Miklautsch: Nein. Der Kärntner Dialekt wird mir zwar immer wieder über die Medien vorgehalten, aber ich bin Kärntnerin und stehe zu meiner sprachlichen Färbung.
profil: Sie haben kurz nach Amtsantritt im ORF gesagt: „Ich kann ganz gut mit dem rechtsstaatlichen Gedankengut.“ Das klingt so, als wäre der Rechtsstaat etwas, das man sich im Supermarkt der Gedankengüter aussuchen kann – und nicht ein Verfassungsprinzip.
Miklautsch: Glauben Sie mir, ich bin Juristin mit ganzem Herzen. Ich bin mit dem System des Rechtsstaats aufgewachsen, und das ist für mich eines der obersten Prinzipien. Meine Formulierung war auf die anfängliche Aufregung zurückzuführen. Ich bin bis dato nicht in der Öffentlichkeit gestanden, und ich würde lügen, wenn ich sagen würde, dass mir am Anfang alles leicht gefallen ist.
profil: Susanne Riess-Passer hatte kurz vor ihrem Amtsantritt gemeint, die Schuhe als Vizekanzlerin wären ihr eine Nummer zu groß. Haben Sie sich Ähnliches gedacht?
Miklautsch: Ich bin mit großem Respekt und großer Demut in dieses Amt gegangen. Es wäre vermessen zu sagen, in meiner Karriereplanung wäre die Justizministerin vorgesehen gewesen. Als ich gefragt wurde, ob ich dieses Amt übernehmen will, habe ich natürlich überlegt, ob ich dem auch gewachsen bin.

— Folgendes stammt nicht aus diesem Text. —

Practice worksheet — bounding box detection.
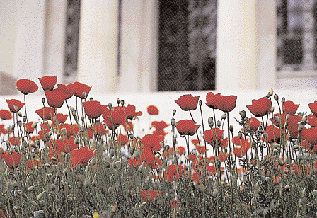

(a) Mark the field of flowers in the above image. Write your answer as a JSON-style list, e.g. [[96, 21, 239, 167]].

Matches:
[[0, 76, 317, 218]]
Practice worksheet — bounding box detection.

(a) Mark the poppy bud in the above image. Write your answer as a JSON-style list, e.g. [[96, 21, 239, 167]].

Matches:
[[239, 110, 247, 119], [217, 120, 221, 128], [171, 118, 176, 126], [229, 125, 233, 132], [238, 131, 242, 139]]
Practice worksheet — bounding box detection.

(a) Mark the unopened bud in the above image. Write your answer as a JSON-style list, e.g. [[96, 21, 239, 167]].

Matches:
[[239, 110, 247, 119], [274, 94, 279, 101]]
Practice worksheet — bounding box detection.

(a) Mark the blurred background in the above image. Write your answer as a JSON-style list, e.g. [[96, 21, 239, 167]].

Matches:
[[0, 0, 317, 95]]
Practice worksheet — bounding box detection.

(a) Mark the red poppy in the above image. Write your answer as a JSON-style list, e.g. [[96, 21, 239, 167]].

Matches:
[[6, 99, 25, 113], [26, 160, 41, 169], [287, 115, 302, 138], [204, 128, 224, 145], [248, 117, 261, 131], [56, 137, 79, 153], [265, 125, 281, 143], [83, 100, 107, 118], [247, 97, 272, 117], [151, 120, 169, 130], [164, 164, 184, 182], [301, 127, 317, 145], [176, 120, 200, 136], [69, 146, 96, 167], [232, 136, 251, 153], [146, 105, 159, 115], [2, 151, 21, 168], [141, 134, 164, 151], [16, 79, 39, 95], [39, 76, 57, 91], [39, 129, 51, 142], [217, 151, 229, 162], [128, 158, 141, 167], [282, 101, 299, 115], [68, 82, 91, 99], [45, 90, 67, 108], [308, 101, 317, 116], [124, 104, 142, 120], [307, 114, 317, 127], [117, 134, 129, 147], [195, 145, 209, 155], [55, 113, 68, 123], [206, 92, 221, 109], [0, 109, 12, 120], [9, 137, 21, 146], [55, 84, 74, 99], [140, 190, 161, 202], [35, 107, 56, 120], [24, 121, 34, 133], [102, 107, 126, 129], [175, 95, 199, 111], [176, 146, 185, 155]]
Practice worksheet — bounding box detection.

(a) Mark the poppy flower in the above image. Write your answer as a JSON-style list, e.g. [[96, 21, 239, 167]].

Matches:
[[282, 101, 299, 115], [301, 127, 317, 145], [53, 113, 68, 123], [265, 125, 281, 143], [204, 128, 224, 145], [176, 146, 185, 155], [55, 137, 79, 153], [68, 82, 91, 99], [6, 99, 25, 113], [151, 120, 169, 130], [26, 160, 41, 169], [175, 95, 199, 111], [117, 134, 129, 147], [39, 76, 57, 91], [83, 100, 107, 118], [24, 121, 34, 133], [16, 79, 39, 95], [35, 107, 56, 120], [307, 114, 317, 127], [176, 120, 200, 136], [146, 105, 159, 115], [2, 151, 22, 168], [247, 117, 261, 131], [124, 104, 142, 120], [45, 90, 67, 108], [232, 136, 251, 153], [55, 84, 74, 99], [206, 92, 221, 109], [247, 97, 272, 117], [69, 146, 96, 167], [141, 134, 164, 151], [140, 190, 161, 202], [0, 109, 12, 120], [9, 137, 21, 146], [287, 115, 302, 138], [102, 107, 126, 129], [195, 145, 209, 155], [164, 164, 184, 182]]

Ich bin zum Schluss gekommen, ja, ich bin dem gewachsen.
profil: Was bringen Sie in dieses Amt ein?
Miklautsch: Ich bin nicht jemand, der von hinten herausunkt und alles besser weiß. Ich bin ein Mensch, der gern selbst gestaltet. Aber mir ist bewusst, dass ich ein Stilbruch hier im Ministerium bin – nicht nur weil ich die erste Frau bin, die hier sitzt. Das ist ein wichtiger Punkt: So oft wird man als Frau ja nicht gefragt, ob man eine so verantwortungsvolle Position übernehmen will. Und viele Frauen trauen sich das dann auch nicht zu.
profil: Sie haben sich gedacht, ein Mann würde Ja sagen. Und dann wird einmal eine Frau gefragt …
Miklautsch: … dann traut sie sich nicht, genau. Ich wollte keine sein, die kneift.
profil: Waren Sie nicht überrascht, als Sie gefragt wurden, das Justizressort zu übernehmen?
Miklautsch: Ja, natürlich, meine Knie haben gezittert. Ich war fassungslos.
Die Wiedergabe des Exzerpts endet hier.